2022 Mercedes Benz EQ S.
2022 Mercedes Benz EQ S.
The upcoming Mercedes-Benz EQ S luxury sedan. It may not look like it, but that smooth, refined shape, the specific way that the wheel wells are shaped, and even the way the wing mirrors are shaped, all direct air over, around, and under the car to cut the air with as little resistance as possible—all through advances and lessons learned in motorsports. Image from Mercedes-Benz USA

However, Mercedes is also participating in Formula E, the World Endurance Championship, and the new Extreme E exploration rally championship. They are competitive, and the benefits of their motorsports experience has already trickled down into the new Mercedes EQ line of electric vehicles—as well as their AMG department’s supercars and performance sports cars.

2022 Mercedes-EQ Formula E cars.
2022 Mercedes-EQ Formula E cars.
The 2022 Mercedes-EQ Formula E Silver Arrows cars. Image from Mercedes-EQ Formula E.

One of the biggest pushes that has been seen in 2022, so far at least, is alternative fuels and power generation—biofuel, hydrogen fuel cells, and even high-efficiency solar recharging for Formula E cars so that they don’t stress the local electrical grid. It’s all happening, right now, as you read this, in the motorsports world.

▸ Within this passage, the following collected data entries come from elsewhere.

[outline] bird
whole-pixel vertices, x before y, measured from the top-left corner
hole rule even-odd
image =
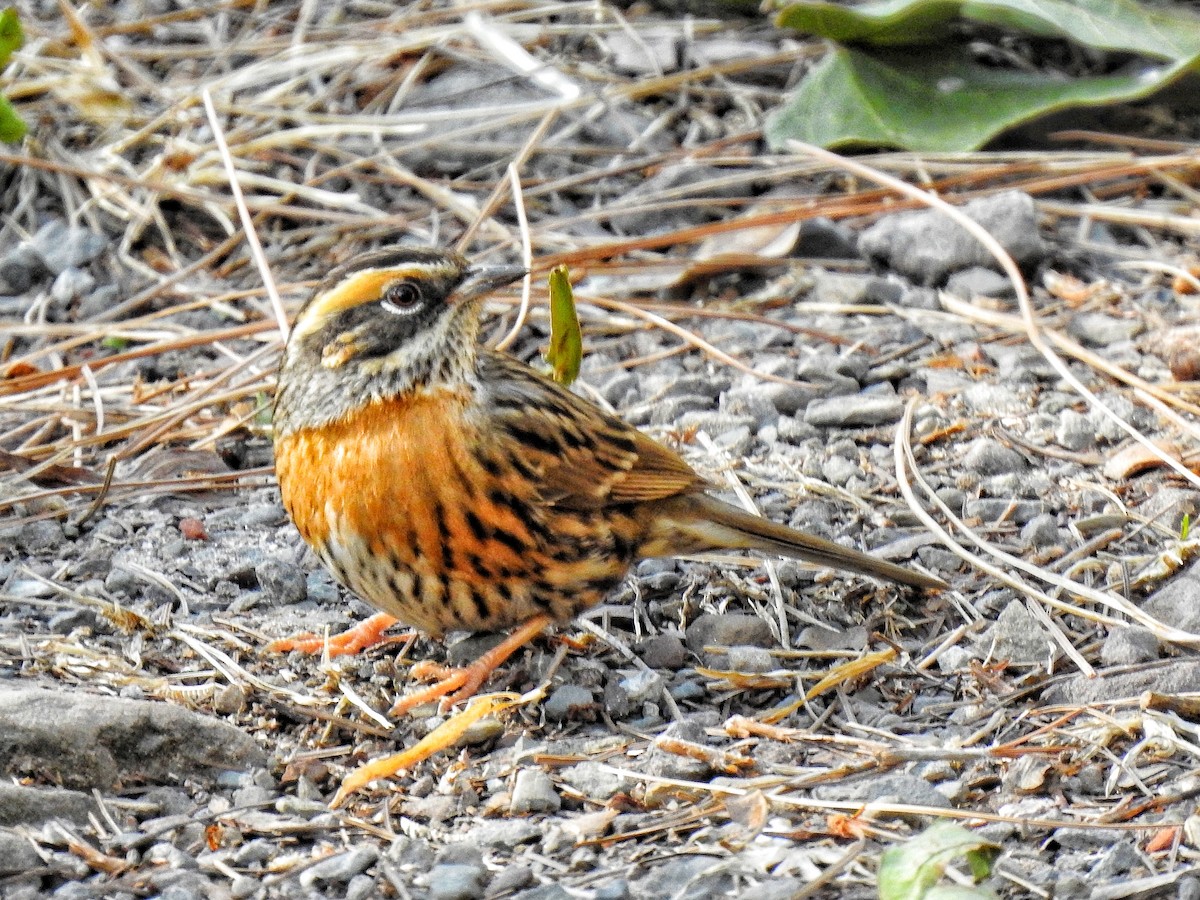
[[[331,643],[273,649],[353,652],[397,621],[432,637],[512,630],[467,667],[429,667],[439,680],[396,714],[467,699],[646,558],[748,550],[946,587],[726,503],[674,450],[482,346],[485,298],[525,275],[401,245],[333,269],[301,308],[273,416],[283,504],[337,581],[380,612]]]

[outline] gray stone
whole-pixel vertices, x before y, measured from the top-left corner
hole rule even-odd
[[[711,397],[666,397],[662,400],[655,401],[650,408],[649,424],[651,425],[674,425],[686,413],[704,412],[711,410],[713,401]]]
[[[1016,665],[1046,663],[1053,652],[1050,636],[1042,623],[1020,600],[1009,603],[988,629],[983,644],[990,645],[992,656]]]
[[[773,647],[771,628],[758,616],[738,613],[704,613],[687,627],[688,649],[700,653],[705,646],[734,647],[748,644],[754,647]]]
[[[1131,869],[1135,866],[1140,867],[1142,863],[1141,854],[1138,853],[1133,841],[1126,837],[1104,850],[1101,853],[1100,861],[1092,867],[1088,875],[1094,879],[1093,884],[1103,884],[1128,875]]]
[[[1098,312],[1076,313],[1067,323],[1067,333],[1093,347],[1109,347],[1133,340],[1143,328],[1140,318],[1117,318]]]
[[[56,820],[84,825],[88,814],[96,811],[96,801],[89,794],[0,782],[0,826]]]
[[[596,700],[591,690],[578,684],[561,684],[546,698],[542,711],[551,722],[596,717]]]
[[[809,298],[817,303],[845,304],[857,306],[865,303],[867,292],[870,290],[874,277],[858,275],[852,272],[826,272],[814,269],[811,273],[813,280]]]
[[[721,395],[721,412],[750,419],[755,429],[774,424],[779,410],[759,387],[731,388]]]
[[[763,399],[784,416],[793,416],[807,408],[821,393],[819,388],[807,384],[780,384],[777,381],[766,382],[760,389]]]
[[[567,766],[559,770],[558,775],[564,784],[597,803],[606,803],[616,794],[633,787],[633,782],[624,775],[618,775],[603,764],[590,760]]]
[[[813,400],[804,411],[804,421],[821,428],[850,428],[862,425],[891,425],[904,415],[898,397],[855,394]]]
[[[628,678],[621,679],[621,687],[633,703],[645,703],[662,694],[666,681],[653,669],[638,669]]]
[[[541,829],[538,829],[538,834],[541,834]],[[487,895],[489,898],[507,897],[514,891],[529,887],[533,883],[533,877],[533,869],[527,865],[506,865],[496,873],[496,877],[488,885]],[[515,896],[523,895],[516,894]]]
[[[889,772],[855,781],[818,785],[818,800],[852,800],[863,803],[906,803],[916,806],[950,807],[944,794],[924,778],[904,772]]]
[[[1083,675],[1055,682],[1043,695],[1047,703],[1084,705],[1120,698],[1139,697],[1146,691],[1158,694],[1190,694],[1200,691],[1200,660],[1171,660],[1136,672]]]
[[[613,719],[624,719],[633,711],[633,701],[619,677],[613,676],[604,682],[604,709]]]
[[[429,870],[428,877],[431,900],[478,900],[487,884],[483,866],[437,865]]]
[[[512,900],[575,900],[561,884],[539,884],[535,888],[514,894]]]
[[[630,892],[637,900],[738,896],[727,869],[717,867],[719,871],[709,871],[720,860],[719,856],[676,856],[657,864],[643,864],[638,868],[638,877],[630,883]]]
[[[754,435],[749,426],[734,428],[716,435],[713,438],[713,446],[735,458],[746,456],[754,446]]]
[[[1011,297],[1012,281],[1007,275],[1001,275],[983,266],[971,266],[961,272],[955,272],[946,279],[946,291],[962,300],[973,300],[976,297]]]
[[[46,268],[58,275],[71,266],[91,262],[108,247],[108,238],[55,219],[38,229],[32,244]]]
[[[80,297],[84,297],[96,286],[96,279],[91,272],[76,269],[74,266],[63,269],[50,285],[50,297],[55,303],[66,306]]]
[[[1114,627],[1100,648],[1100,661],[1106,666],[1134,666],[1158,659],[1162,646],[1148,628],[1137,625]]]
[[[971,444],[963,465],[980,475],[1004,475],[1024,472],[1027,468],[1025,457],[991,438],[980,438]]]
[[[438,865],[478,866],[483,864],[483,848],[470,841],[455,841],[442,847],[437,855]]]
[[[476,825],[467,833],[466,840],[476,847],[515,850],[541,836],[542,829],[536,822],[528,819],[497,819]]]
[[[62,525],[53,519],[28,522],[17,532],[17,546],[29,554],[53,552],[65,541]]]
[[[0,767],[64,785],[109,790],[128,780],[201,776],[203,768],[265,766],[240,729],[148,700],[0,683]]]
[[[291,606],[308,599],[308,576],[294,563],[264,559],[254,567],[263,599],[272,606]]]
[[[671,573],[675,574],[675,573]],[[646,638],[637,647],[638,653],[651,669],[682,669],[687,665],[688,649],[679,635],[672,632]]]
[[[521,769],[513,783],[511,809],[513,815],[558,812],[562,798],[554,789],[550,776],[541,769]]]
[[[343,900],[370,900],[379,896],[379,887],[370,875],[355,875],[346,885]]]
[[[808,259],[854,259],[858,233],[825,216],[806,219],[800,223],[800,239],[792,254]]]
[[[1058,521],[1049,513],[1034,516],[1021,529],[1021,543],[1030,550],[1044,550],[1058,543]]]
[[[1092,417],[1073,409],[1064,409],[1058,414],[1058,427],[1054,429],[1054,440],[1068,450],[1086,450],[1096,444],[1096,428]]]
[[[37,250],[28,242],[17,244],[0,256],[0,281],[16,294],[24,294],[48,271]],[[21,303],[24,306],[23,300]]]
[[[379,849],[374,844],[360,844],[352,850],[326,857],[300,873],[302,887],[311,888],[329,882],[345,884],[355,875],[375,865]]]
[[[0,828],[0,875],[16,875],[41,864],[42,859],[29,838]]]
[[[779,668],[771,651],[763,647],[730,647],[723,656],[723,665],[730,672],[761,673]]]
[[[1046,254],[1037,230],[1037,212],[1028,194],[1007,191],[972,200],[962,211],[988,230],[1016,261],[1034,263]],[[923,284],[943,281],[971,266],[995,266],[992,255],[944,213],[936,210],[897,213],[863,232],[859,250]]]
[[[844,456],[831,456],[821,463],[821,475],[830,484],[843,487],[852,478],[862,478],[863,470],[858,463]]]
[[[626,900],[629,897],[629,882],[624,878],[617,878],[597,885],[593,897],[595,900]],[[784,898],[781,896],[779,900],[784,900]]]
[[[1151,594],[1142,609],[1174,628],[1200,632],[1200,564],[1189,566]]]

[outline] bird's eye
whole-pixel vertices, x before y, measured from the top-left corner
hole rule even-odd
[[[379,305],[395,315],[410,316],[421,308],[421,289],[411,281],[389,284]]]

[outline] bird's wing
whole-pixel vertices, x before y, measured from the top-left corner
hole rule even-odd
[[[519,448],[547,503],[599,509],[710,486],[673,450],[510,356],[482,351],[478,372],[489,452]]]

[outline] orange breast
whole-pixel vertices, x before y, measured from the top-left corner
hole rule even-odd
[[[433,632],[495,627],[499,611],[483,608],[491,588],[535,563],[528,532],[488,500],[467,402],[450,391],[377,402],[275,446],[305,541],[364,600]],[[481,539],[480,521],[507,543]]]
[[[352,416],[276,442],[283,502],[314,546],[349,530],[395,535],[456,479],[465,456],[463,400],[443,392],[372,403]]]

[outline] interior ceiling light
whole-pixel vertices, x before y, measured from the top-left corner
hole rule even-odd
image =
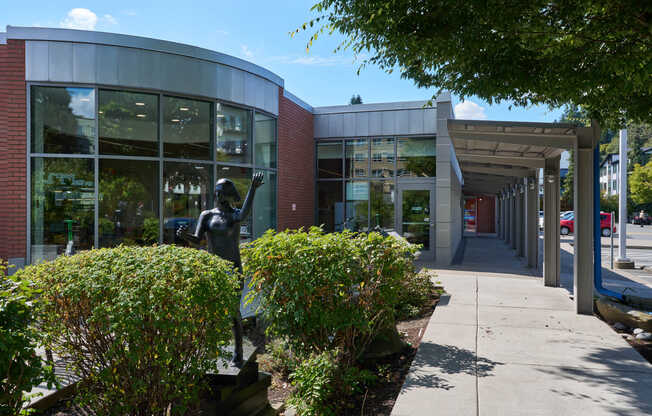
[[[89,102],[91,99],[90,98],[80,98],[79,101],[82,101],[84,103]]]
[[[178,123],[178,122],[179,122],[179,119],[178,119],[178,118],[173,118],[173,119],[172,119],[172,122],[173,122],[173,123]]]
[[[145,118],[147,116],[145,114],[136,114],[136,117]]]
[[[188,111],[188,107],[179,107],[179,111]]]
[[[145,103],[136,103],[137,106],[142,107],[145,105]]]

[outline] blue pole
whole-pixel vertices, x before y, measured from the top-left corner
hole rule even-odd
[[[579,192],[579,190],[575,190]],[[610,225],[611,226],[611,225]],[[613,230],[611,230],[613,232]],[[600,148],[593,151],[593,284],[599,294],[624,300],[621,293],[602,287],[602,230],[600,229]]]

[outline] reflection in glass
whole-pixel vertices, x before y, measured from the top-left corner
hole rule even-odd
[[[163,165],[163,242],[184,245],[176,236],[181,225],[194,232],[197,218],[209,209],[213,195],[213,166],[166,162]]]
[[[215,113],[217,161],[251,163],[251,111],[217,103]]]
[[[159,241],[158,162],[100,160],[100,247]]]
[[[256,113],[254,126],[254,146],[256,146],[256,166],[276,167],[276,119]]]
[[[95,181],[92,159],[32,158],[32,263],[54,260],[66,250],[93,247]]]
[[[317,143],[317,170],[320,178],[342,177],[342,142]]]
[[[32,87],[34,153],[95,152],[95,90]]]
[[[211,105],[163,97],[163,154],[165,157],[211,158]]]
[[[371,228],[394,230],[394,181],[371,182]]]
[[[251,185],[251,175],[251,168],[217,165],[217,177],[215,181],[217,182],[221,178],[231,179],[240,194],[240,201],[234,201],[233,206],[242,208],[242,203],[247,197],[249,185]],[[256,195],[256,198],[258,198],[258,195]],[[240,223],[240,236],[242,241],[251,241],[251,235],[251,216],[249,216]]]
[[[342,201],[342,182],[317,182],[318,222],[324,231],[344,229],[344,202]]]
[[[369,182],[346,183],[345,228],[367,231],[369,228]]]
[[[394,177],[394,138],[371,140],[371,176],[374,178]]]
[[[403,237],[412,244],[430,249],[430,191],[403,191]]]
[[[100,153],[158,156],[158,96],[99,92]]]
[[[434,137],[401,137],[398,139],[397,176],[435,177],[437,158]]]
[[[270,228],[276,229],[276,173],[265,171],[264,180],[265,183],[258,188],[254,199],[254,238],[260,237]]]
[[[346,141],[346,177],[364,178],[368,176],[369,146],[367,139]]]

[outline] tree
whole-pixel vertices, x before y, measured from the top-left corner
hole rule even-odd
[[[652,161],[645,166],[636,164],[629,176],[632,201],[638,205],[652,203]]]
[[[360,94],[358,94],[358,95],[353,94],[351,96],[351,100],[349,101],[349,104],[351,104],[351,105],[353,105],[353,104],[362,104],[362,98],[360,98]]]
[[[423,88],[488,103],[581,106],[603,126],[652,122],[652,10],[626,0],[318,0],[300,30]],[[321,26],[320,26],[321,25]]]

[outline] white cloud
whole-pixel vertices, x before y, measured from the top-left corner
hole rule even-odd
[[[241,45],[240,49],[242,51],[242,55],[244,55],[246,58],[253,58],[254,53],[249,49],[247,45]]]
[[[105,22],[107,22],[110,25],[117,25],[118,21],[115,20],[115,17],[111,16],[110,14],[105,14],[103,17]]]
[[[75,8],[68,12],[59,26],[66,29],[95,30],[97,15],[88,9]]]
[[[455,106],[455,118],[462,120],[486,120],[484,107],[473,101],[462,101]]]
[[[343,59],[338,56],[324,58],[323,56],[302,56],[290,61],[291,64],[314,65],[314,66],[334,66],[341,64]]]
[[[127,9],[127,10],[123,10],[122,14],[125,14],[127,16],[136,16],[138,13],[133,9]]]

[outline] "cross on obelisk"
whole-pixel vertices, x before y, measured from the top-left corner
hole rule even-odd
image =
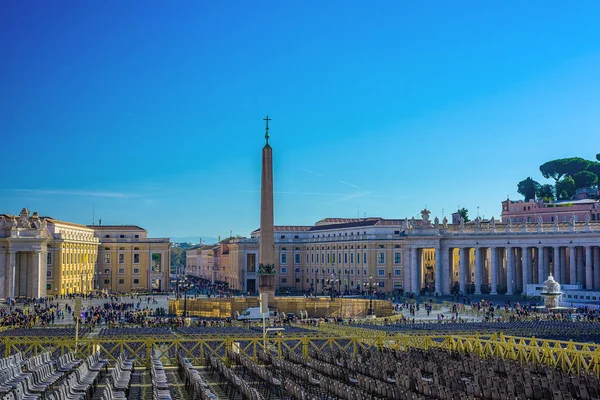
[[[267,115],[266,118],[263,118],[263,121],[267,121],[267,130],[265,132],[265,139],[267,140],[267,144],[269,144],[269,121],[271,121],[272,118],[269,118],[269,116]]]

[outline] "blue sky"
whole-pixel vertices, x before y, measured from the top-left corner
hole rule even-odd
[[[539,165],[600,152],[600,2],[0,3],[0,213],[259,224],[500,214]],[[548,182],[550,183],[550,182]]]

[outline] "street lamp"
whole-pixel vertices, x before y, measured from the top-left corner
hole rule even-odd
[[[372,283],[372,279],[373,276],[369,275],[369,283],[367,285],[367,282],[364,282],[364,286],[367,286],[367,290],[369,291],[369,311],[368,311],[368,315],[373,315],[373,283]]]

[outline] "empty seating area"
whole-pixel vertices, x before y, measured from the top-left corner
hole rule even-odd
[[[202,378],[200,373],[192,366],[187,358],[177,354],[177,372],[179,378],[183,381],[185,391],[190,399],[199,400],[216,400],[217,395],[214,394],[208,383]]]
[[[551,340],[573,340],[575,342],[600,343],[600,323],[563,321],[514,321],[514,322],[447,322],[421,324],[350,325],[357,328],[384,331],[388,334],[442,335],[448,333],[479,332],[504,333],[512,336]]]
[[[120,328],[102,328],[98,337],[102,339],[109,339],[117,336],[146,336],[146,337],[160,337],[160,336],[173,336],[173,332],[170,328],[165,327],[120,327]]]
[[[25,359],[17,353],[0,360],[0,395],[4,400],[80,399],[90,395],[99,370],[93,371],[96,355],[86,360],[73,353],[53,358],[42,353]]]
[[[89,333],[89,329],[83,326],[79,327],[79,337],[85,337]],[[9,329],[0,332],[0,336],[39,336],[39,337],[60,337],[70,336],[75,337],[75,328],[55,328],[55,327],[44,327],[44,328],[16,328]]]

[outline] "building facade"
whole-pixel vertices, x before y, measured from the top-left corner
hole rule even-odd
[[[95,287],[109,293],[169,290],[171,241],[134,225],[89,226],[99,240]]]
[[[543,203],[536,200],[505,200],[502,202],[502,223],[511,222],[568,222],[571,217],[575,221],[600,221],[600,202],[591,198]]]
[[[0,298],[92,291],[98,244],[85,225],[25,208],[0,215]]]
[[[234,239],[230,287],[255,293],[260,231]],[[600,222],[441,223],[327,218],[275,226],[277,287],[326,293],[364,291],[521,294],[549,273],[564,284],[600,289]]]

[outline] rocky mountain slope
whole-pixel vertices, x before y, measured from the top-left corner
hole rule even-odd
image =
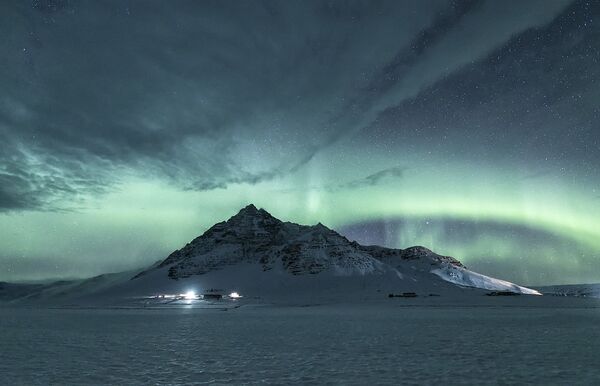
[[[172,280],[182,280],[239,264],[253,264],[264,272],[277,270],[293,276],[329,273],[333,276],[425,274],[460,286],[496,291],[538,294],[513,283],[469,271],[458,260],[427,248],[390,249],[363,246],[322,224],[283,222],[264,209],[248,205],[229,220],[208,229],[162,263],[134,277],[166,270]]]
[[[280,266],[292,275],[330,270],[344,276],[381,273],[388,265],[411,260],[463,267],[458,260],[423,247],[402,250],[362,246],[320,223],[306,226],[283,222],[264,209],[248,205],[152,269],[169,267],[169,277],[181,279],[229,265],[256,263],[263,271]]]

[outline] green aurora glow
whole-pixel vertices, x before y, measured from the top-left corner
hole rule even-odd
[[[305,180],[290,176],[201,193],[181,191],[159,182],[131,181],[123,184],[118,192],[90,205],[97,209],[0,217],[0,231],[10,235],[0,240],[0,250],[19,257],[16,261],[59,260],[59,257],[70,256],[57,265],[56,276],[62,273],[77,276],[82,268],[78,256],[83,254],[88,256],[85,261],[90,262],[83,264],[87,274],[102,273],[106,267],[131,269],[166,256],[248,203],[264,207],[284,220],[303,224],[320,221],[334,229],[398,218],[428,219],[431,223],[440,219],[496,222],[543,231],[559,241],[569,240],[591,255],[600,250],[600,205],[590,198],[593,196],[589,191],[582,191],[583,184],[561,183],[554,178],[511,180],[510,173],[500,173],[497,167],[478,170],[478,173],[495,176],[487,180],[489,184],[482,184],[482,178],[471,173],[468,165],[462,169],[448,165],[448,170],[409,168],[401,179],[391,179],[378,186],[344,188],[346,180],[327,176],[335,175],[338,169],[327,173],[324,165],[326,163],[318,167],[319,178]],[[361,175],[368,174],[365,167]],[[457,180],[460,184],[455,182]],[[431,181],[436,181],[434,186]],[[327,188],[338,185],[342,187]],[[552,246],[535,243],[524,246],[517,237],[498,239],[485,234],[479,235],[476,242],[454,240],[446,241],[445,245],[437,236],[439,232],[432,226],[426,231],[398,235],[395,240],[387,240],[387,244],[391,247],[423,244],[456,256],[465,264],[476,262],[481,256],[508,261],[507,267],[514,267],[522,258],[539,260],[540,264],[552,262],[552,269],[546,268],[550,278],[577,280],[575,273],[564,279],[560,273],[573,268],[579,259],[566,258],[562,255],[565,251]],[[15,260],[10,262],[15,264]],[[477,269],[477,265],[473,268]],[[502,274],[508,279],[524,278],[524,273],[518,270]],[[586,279],[595,277],[591,272]]]
[[[0,280],[144,267],[253,203],[600,281],[600,3],[34,3],[0,4]]]

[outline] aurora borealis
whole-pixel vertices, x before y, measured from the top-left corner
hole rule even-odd
[[[0,4],[0,280],[164,258],[254,203],[599,282],[600,3]]]

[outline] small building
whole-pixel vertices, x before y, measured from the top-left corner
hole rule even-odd
[[[202,294],[204,300],[221,300],[223,299],[223,290],[211,288]]]
[[[415,292],[402,292],[401,294],[389,294],[390,298],[416,298],[417,294]]]
[[[204,300],[221,300],[221,299],[223,299],[223,295],[211,292],[211,293],[203,294],[202,299],[204,299]]]
[[[486,295],[487,296],[519,296],[521,294],[518,292],[512,292],[512,291],[492,291],[492,292],[488,292]]]

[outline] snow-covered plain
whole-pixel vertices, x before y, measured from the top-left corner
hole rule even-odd
[[[277,305],[381,303],[387,302],[390,293],[403,292],[414,292],[419,298],[435,296],[444,304],[476,304],[490,291],[528,293],[527,288],[461,267],[436,267],[438,271],[430,272],[427,260],[415,260],[385,272],[340,276],[335,271],[291,275],[277,267],[265,272],[260,265],[239,263],[178,280],[169,278],[168,267],[163,267],[136,279],[131,279],[133,273],[110,274],[34,287],[24,294],[10,285],[3,289],[0,284],[0,306],[142,307],[158,305],[160,302],[149,299],[155,295],[201,294],[211,288],[222,289],[224,294],[238,292],[244,296],[244,304]]]
[[[494,299],[515,307],[4,308],[0,384],[598,384],[600,309],[515,303],[534,298]]]
[[[537,288],[541,293],[551,296],[573,296],[600,298],[600,283],[554,285]]]

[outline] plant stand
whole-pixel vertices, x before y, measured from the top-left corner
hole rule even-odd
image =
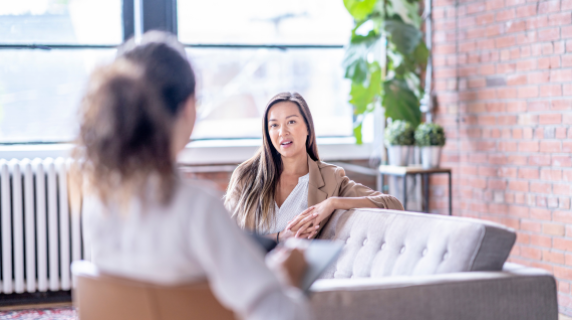
[[[378,170],[378,186],[377,190],[381,191],[383,187],[383,176],[396,176],[403,177],[403,209],[407,210],[407,179],[408,175],[416,176],[421,175],[423,179],[423,189],[424,189],[424,201],[423,207],[424,212],[429,213],[429,176],[432,174],[447,174],[449,176],[449,215],[453,215],[453,192],[452,192],[452,177],[450,168],[434,168],[434,169],[423,169],[420,166],[379,166]],[[383,191],[381,191],[383,192]]]

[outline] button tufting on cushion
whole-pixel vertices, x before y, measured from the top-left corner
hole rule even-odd
[[[515,238],[502,226],[472,219],[381,209],[336,214],[321,238],[345,242],[344,254],[323,278],[350,278],[352,271],[354,278],[382,278],[500,270]]]

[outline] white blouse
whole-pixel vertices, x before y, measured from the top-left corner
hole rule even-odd
[[[142,198],[120,207],[86,197],[84,234],[102,271],[159,284],[207,278],[219,301],[242,319],[309,318],[301,292],[281,285],[216,191],[181,181],[167,206],[151,193]]]
[[[262,234],[271,234],[283,231],[288,223],[294,219],[302,211],[308,209],[308,183],[310,182],[310,174],[298,178],[298,184],[294,190],[290,192],[282,206],[278,208],[278,204],[274,203],[274,224],[269,230],[263,230]]]

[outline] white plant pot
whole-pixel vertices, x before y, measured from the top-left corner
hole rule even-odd
[[[409,163],[410,146],[388,146],[387,155],[390,166],[406,166]]]
[[[423,169],[439,168],[442,149],[441,146],[421,147],[421,166]]]

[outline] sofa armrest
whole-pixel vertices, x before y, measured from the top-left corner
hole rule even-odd
[[[509,266],[502,272],[323,279],[311,291],[318,320],[558,319],[554,277],[527,267]]]

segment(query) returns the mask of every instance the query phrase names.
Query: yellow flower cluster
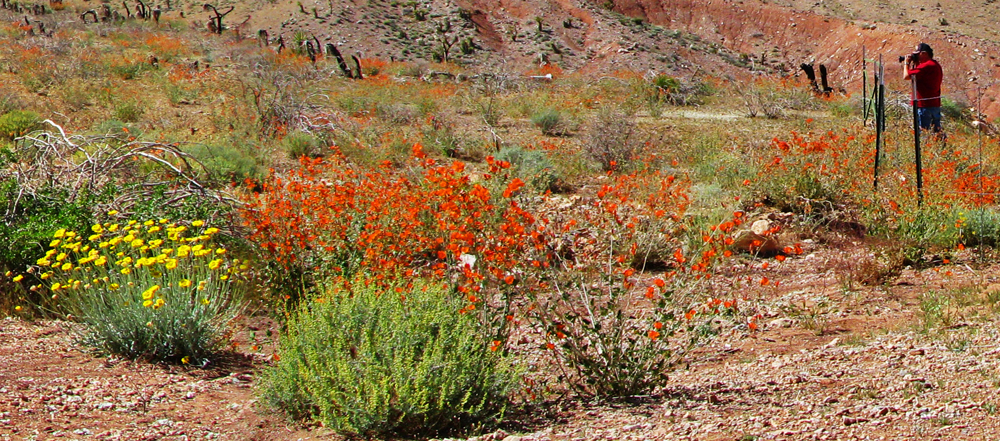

Electric charging stations have been popping up around Europe and North America at a prodigious rate, and almost all of them are intentionally drawing their power from wind, water, or solar. California has been investing into getting hydrogen for your regular corner gas station, and slowly but surely, you’re able to find more and more stations in Los Angeles that have hydrogen as an option.

Another area of motorsports tech that is probably making its way to the next car you buy, assuming you buy a hybrid or electric, are the batteries. Right now, making batteries for EVs is a fairly nasty, dirty process that somewhat negates the carbon-cutting nature of having an EV in the first place.

Alternative battery materials are already in consideration, such as graphene batteries for plug-in hybrids, and superconductors for those that generate power onboard or through regenerative braking and kinetic energy capture.

As the saying goes: “Who knows what the future will bring?”